Quantum computing technology has the potential to achieve unprecedented speed and efficiency, vastly exceeding the capabilities of even the most advanced supercomputers currently available. However, this innovative technology has not been widely scaled or commercialized, primarily due to inherent limitations in error correction. Quantum computers, unlike classical computers, cannot correct errors by copying encoded data over and over again. Scientists had to find another way.

Now, a new paper Nature depicting Harvard University quantum computing A potential platform to solve a long-standing problem known as quantum error correction.

The Harvard team is led by quantum optics expert Mikhail Lukin, Joshua and Beth Friedman Professor of Physics and co-director of the Harvard Quantum Initiative. The research reported in Nature was a collaboration between Harvard University. Massachusetts Institute of Technology, Boston-based QuEra Computing. George Busmer Leverett Professor of Physics and Marcus Greiner’s group also participated.

Unique Harvard Platform

The Harvard University platform, an effort over the past several years, is built on an array of very cold rubidium atoms captured by a laser.Each atom They act as bits (called “qubits” in the quantum world) that can perform extremely fast calculations.

The team’s main innovation is configuring a “neutral atomic array” so that the layout can be dynamically changed by moving and connecting atoms during calculations.

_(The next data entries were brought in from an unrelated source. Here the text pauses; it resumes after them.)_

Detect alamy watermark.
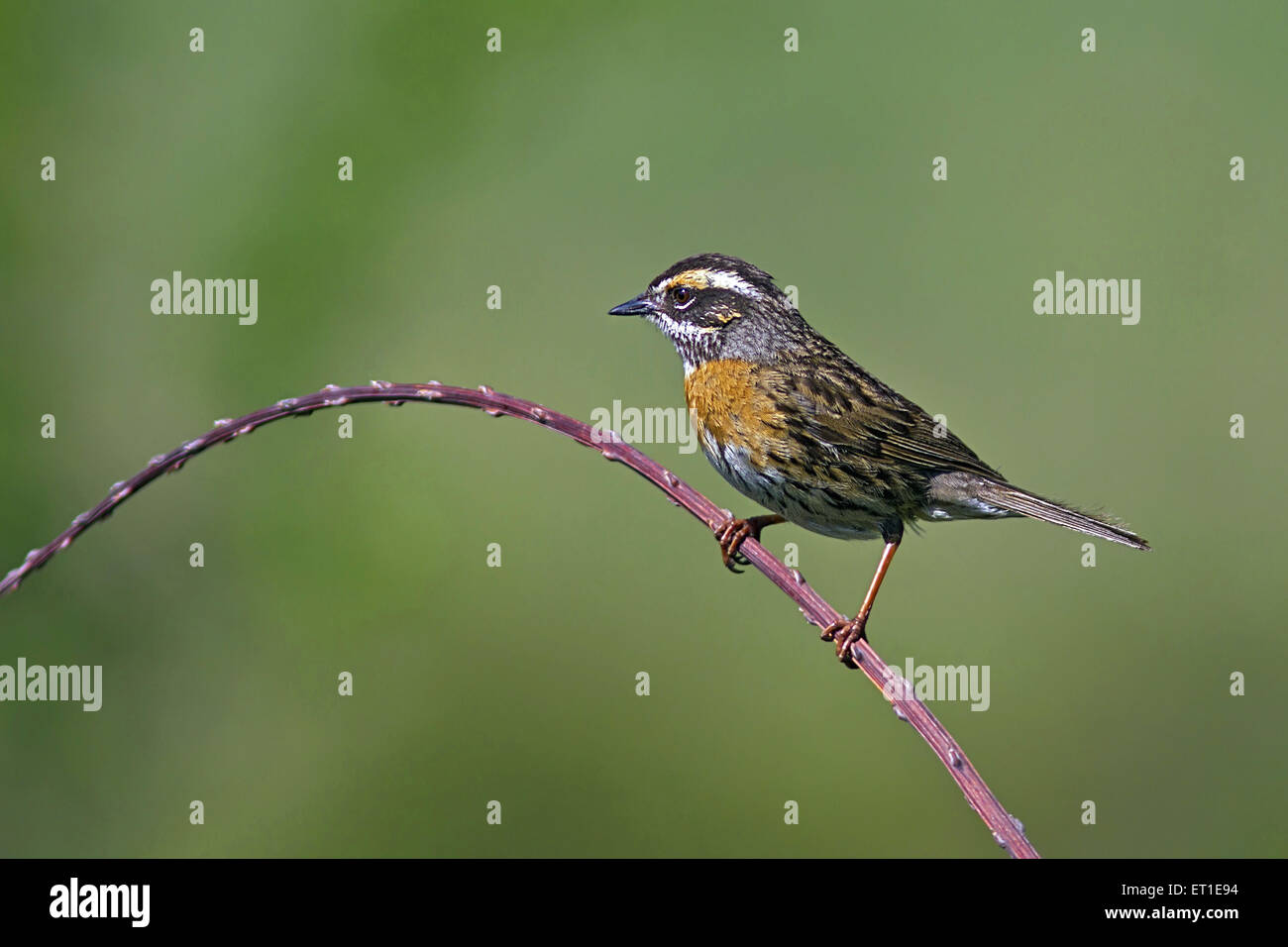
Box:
[590,399,698,454]
[883,657,993,710]
[0,657,103,711]
[152,269,259,326]
[1033,269,1140,326]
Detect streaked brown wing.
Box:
[765,360,1001,479]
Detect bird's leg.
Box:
[820,540,899,668]
[716,513,787,573]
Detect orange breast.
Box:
[684,359,785,467]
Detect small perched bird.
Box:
[608,254,1149,665]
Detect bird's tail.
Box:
[976,479,1150,549]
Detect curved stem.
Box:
[0,381,1038,858]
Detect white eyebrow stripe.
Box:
[698,269,761,296]
[654,269,765,299]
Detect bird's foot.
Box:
[819,614,868,668]
[716,515,783,573]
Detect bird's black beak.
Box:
[608,294,657,316]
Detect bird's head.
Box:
[608,254,800,372]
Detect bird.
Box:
[608,253,1150,668]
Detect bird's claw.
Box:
[819,614,868,668]
[716,517,760,573]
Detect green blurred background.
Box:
[0,1,1288,857]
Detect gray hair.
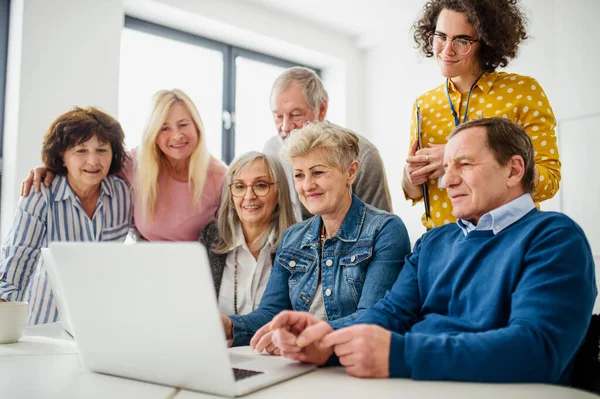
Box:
[448,117,536,195]
[213,151,296,254]
[270,67,329,116]
[283,121,360,171]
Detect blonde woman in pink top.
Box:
[21,89,227,241]
[123,89,227,241]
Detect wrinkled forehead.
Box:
[444,126,489,162]
[271,82,310,110]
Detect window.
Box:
[119,17,319,164]
[0,0,10,175]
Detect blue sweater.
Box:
[352,210,597,384]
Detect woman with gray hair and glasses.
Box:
[200,152,296,315]
[222,122,410,353]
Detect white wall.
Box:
[0,0,364,241]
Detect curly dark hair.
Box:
[413,0,527,72]
[42,107,129,175]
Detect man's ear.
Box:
[348,161,360,186]
[506,155,525,187]
[317,98,329,122]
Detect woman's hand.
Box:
[250,323,281,356]
[406,144,446,184]
[21,166,54,197]
[221,315,233,346]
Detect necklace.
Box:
[233,247,240,314]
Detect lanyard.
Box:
[446,79,479,126]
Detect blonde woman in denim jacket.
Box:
[222,122,410,353]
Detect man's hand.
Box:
[21,166,54,197]
[271,311,333,366]
[250,323,281,356]
[221,315,233,346]
[321,324,392,378]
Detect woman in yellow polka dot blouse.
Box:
[402,0,560,229]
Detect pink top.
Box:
[122,150,227,241]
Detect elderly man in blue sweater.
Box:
[264,118,597,384]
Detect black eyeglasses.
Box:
[229,182,277,198]
[429,32,479,55]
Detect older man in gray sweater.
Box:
[263,67,392,220]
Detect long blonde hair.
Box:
[135,89,210,220]
[213,151,296,254]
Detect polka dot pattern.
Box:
[411,72,560,227]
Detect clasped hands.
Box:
[250,311,391,378]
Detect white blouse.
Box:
[218,226,274,315]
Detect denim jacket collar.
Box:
[301,194,365,247]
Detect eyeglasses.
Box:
[229,182,277,198]
[429,33,479,55]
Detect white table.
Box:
[0,324,597,399]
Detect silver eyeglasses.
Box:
[429,32,479,55]
[229,181,277,198]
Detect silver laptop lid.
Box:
[50,243,235,396]
[42,248,75,337]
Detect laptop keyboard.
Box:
[232,367,264,381]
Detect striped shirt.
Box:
[0,176,132,325]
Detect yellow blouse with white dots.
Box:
[411,72,560,228]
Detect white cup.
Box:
[0,302,29,344]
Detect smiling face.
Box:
[292,149,358,216]
[62,135,112,191]
[232,159,279,226]
[442,127,524,224]
[434,9,481,79]
[271,83,327,140]
[156,102,199,164]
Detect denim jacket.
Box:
[230,195,410,346]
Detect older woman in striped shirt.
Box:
[0,107,132,324]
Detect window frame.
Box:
[0,0,10,176]
[124,15,321,165]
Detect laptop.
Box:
[42,248,75,337]
[49,242,315,397]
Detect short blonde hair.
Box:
[283,121,360,171]
[135,89,210,220]
[270,67,329,116]
[213,151,296,254]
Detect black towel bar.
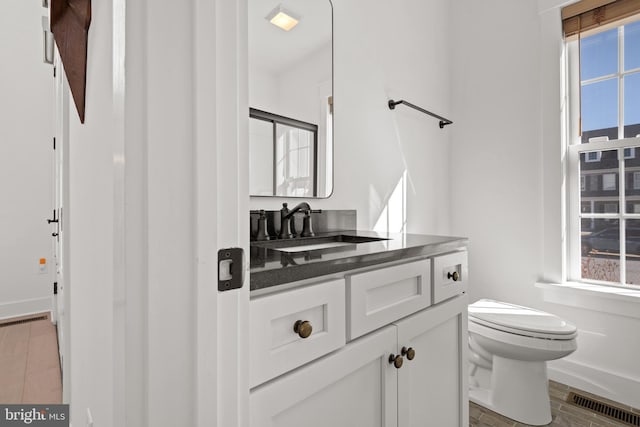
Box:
[388,99,453,129]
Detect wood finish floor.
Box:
[0,313,62,404]
[469,381,640,427]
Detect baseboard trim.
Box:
[547,359,640,408]
[0,297,51,320]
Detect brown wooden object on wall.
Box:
[51,0,91,123]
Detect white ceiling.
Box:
[249,0,332,74]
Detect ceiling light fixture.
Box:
[265,3,300,31]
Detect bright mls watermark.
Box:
[0,405,69,427]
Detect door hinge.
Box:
[218,248,244,291]
[47,209,58,224]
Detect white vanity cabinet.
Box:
[395,295,469,427]
[250,251,468,427]
[249,326,398,427]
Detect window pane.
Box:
[581,79,618,134]
[580,28,618,80]
[624,154,640,213]
[580,150,616,214]
[249,118,274,196]
[625,219,640,285]
[624,73,640,138]
[580,219,620,282]
[276,123,314,197]
[624,21,640,71]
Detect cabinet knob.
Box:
[389,354,404,369]
[401,347,416,360]
[293,320,313,338]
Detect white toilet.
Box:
[469,299,578,425]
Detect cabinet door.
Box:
[396,295,469,427]
[250,326,398,427]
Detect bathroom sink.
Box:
[251,234,389,253]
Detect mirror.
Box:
[248,0,333,198]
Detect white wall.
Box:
[250,0,456,234]
[451,0,640,407]
[0,0,55,318]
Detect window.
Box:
[585,151,600,162]
[249,108,318,197]
[602,173,616,191]
[565,11,640,288]
[624,147,636,159]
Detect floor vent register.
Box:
[0,314,49,328]
[567,392,640,427]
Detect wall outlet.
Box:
[87,408,93,427]
[38,258,48,274]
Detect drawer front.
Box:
[347,259,431,340]
[433,251,468,304]
[249,279,346,388]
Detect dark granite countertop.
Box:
[249,230,468,291]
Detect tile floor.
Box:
[469,381,640,427]
[0,314,62,404]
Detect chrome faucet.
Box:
[278,202,315,239]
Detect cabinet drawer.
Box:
[347,259,431,340]
[433,251,468,304]
[249,279,345,387]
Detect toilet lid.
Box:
[469,299,577,339]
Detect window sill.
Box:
[535,282,640,319]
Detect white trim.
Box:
[0,297,51,320]
[535,282,640,319]
[547,358,640,408]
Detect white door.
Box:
[51,55,69,401]
[249,326,398,427]
[397,296,469,427]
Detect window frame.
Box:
[567,138,640,289]
[564,17,640,290]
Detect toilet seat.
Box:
[469,299,577,340]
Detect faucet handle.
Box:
[300,209,316,237]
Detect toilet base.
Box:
[469,355,551,426]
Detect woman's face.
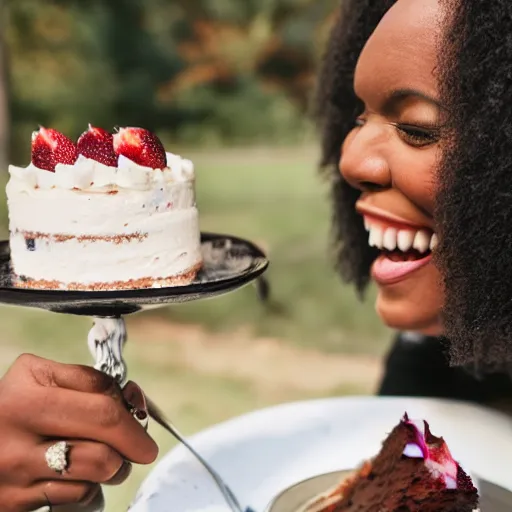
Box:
[340,0,443,334]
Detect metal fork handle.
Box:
[146,397,243,512]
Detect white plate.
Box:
[130,397,512,512]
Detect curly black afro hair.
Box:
[317,0,512,374]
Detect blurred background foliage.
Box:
[3,0,337,161]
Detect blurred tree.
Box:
[5,0,338,153]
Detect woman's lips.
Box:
[371,253,432,284]
[356,201,438,284]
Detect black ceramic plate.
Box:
[0,233,268,317]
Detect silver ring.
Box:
[45,441,69,474]
[130,407,149,430]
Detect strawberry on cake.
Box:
[302,415,478,512]
[7,126,202,290]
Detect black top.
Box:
[378,333,512,403]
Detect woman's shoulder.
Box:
[378,332,512,412]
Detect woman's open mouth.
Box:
[364,214,437,284]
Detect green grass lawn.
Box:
[0,148,389,512]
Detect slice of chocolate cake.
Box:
[307,415,478,512]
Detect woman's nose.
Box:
[339,123,391,191]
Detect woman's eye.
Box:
[395,124,439,147]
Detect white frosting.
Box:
[6,154,201,288]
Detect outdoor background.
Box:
[0,0,390,511]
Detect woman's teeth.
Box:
[365,219,438,254]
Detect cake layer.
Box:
[10,208,201,284]
[7,178,197,238]
[7,158,201,289]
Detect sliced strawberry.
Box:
[77,125,117,167]
[114,128,167,169]
[32,127,78,172]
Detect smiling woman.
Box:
[318,0,512,401]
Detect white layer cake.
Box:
[7,153,201,290]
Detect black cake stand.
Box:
[0,233,268,386]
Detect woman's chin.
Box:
[375,292,443,336]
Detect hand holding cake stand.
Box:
[0,233,268,512]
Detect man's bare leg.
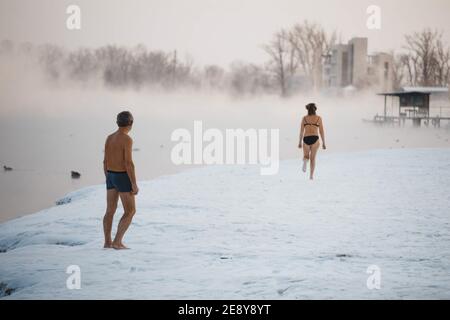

This is called “entanglement” in physics terms. 2 Operations that entangle pairs of atoms called qubit logic gates are units of computing power.

Running complex algorithms on a quantum computer requires many gates. However, these gating operations are known to be error-prone, and the accumulation of errors renders the algorithm useless.

In a new paper, the team reports near-perfect performance of the two-qubit entanglement gate with extremely low error rates. For the first time, they demonstrated the ability to entangle atoms with an error rate of less than 0.5 percent. In terms of operational quality, this puts the performance of the company’s technology on par with other major types of quantum computing platforms, such as superconducting qubits and trapped ion qubits.

Benefits and future prospects

However, Harvard’s approach has significant advantages over these competitors due to its large system size, efficient qubit control, and the ability to dynamically reconfigure the atomic layout.

“We demonstrate that the physical errors of this platform are low enough that we can actually imagine large-scale error correction devices based on neutral atoms,” said lead author and Harvard University Griffin School of Arts and Sciences. student Simon Evered said. group. “Currently, our error rates are low enough that if we group atoms into logical qubits (information is stored non-locally between the constituent atoms), we can Errors can be even lower than individual atoms.”

The Harvard team’s progress was tracked by former Harvard graduate student and current princeton university, former Harvard University postdoctoral fellow Manuel Endres, now at the California Institute of Technology. Taken together, these advances lay the foundation for quantum error correction algorithms and large-scale quantum computing. All of this means that quantum computing on neutral atomic arrays is reaching its full potential.

“These contributions open the door to very special opportunities in scalable quantum computing, and truly exciting times ahead for the field as a whole,” Lukin said.

Reference: “High-fidelity parallel entanglement gates on neutral atom quantum computers” Simon J. Evered, Dolev Bluvstein, Marcin Kalinowski, Sepehr Ebadi, Tom Manovitz, Hengyun Zhou, Sophie H. Li, Alexandra A. Geim, Tout T Wang, Nishad Maskara, Harry Levine, Julia Semeghini, Markus Greiner, Vladan Vretić, Mikhail D. Lukin, October 11, 2023. Nature.
DOI: 10.1038/s41586-023-06481-y

This research was supported by the U.S. Department of Energy’s Quantum Systems Accelerator Center. Ultracold Atom Center. National Science Foundation. Army Research Office Interdisciplinary University Research Initiative.And thatDARPAOptimization with a noisy intermediate-scale quantum device program.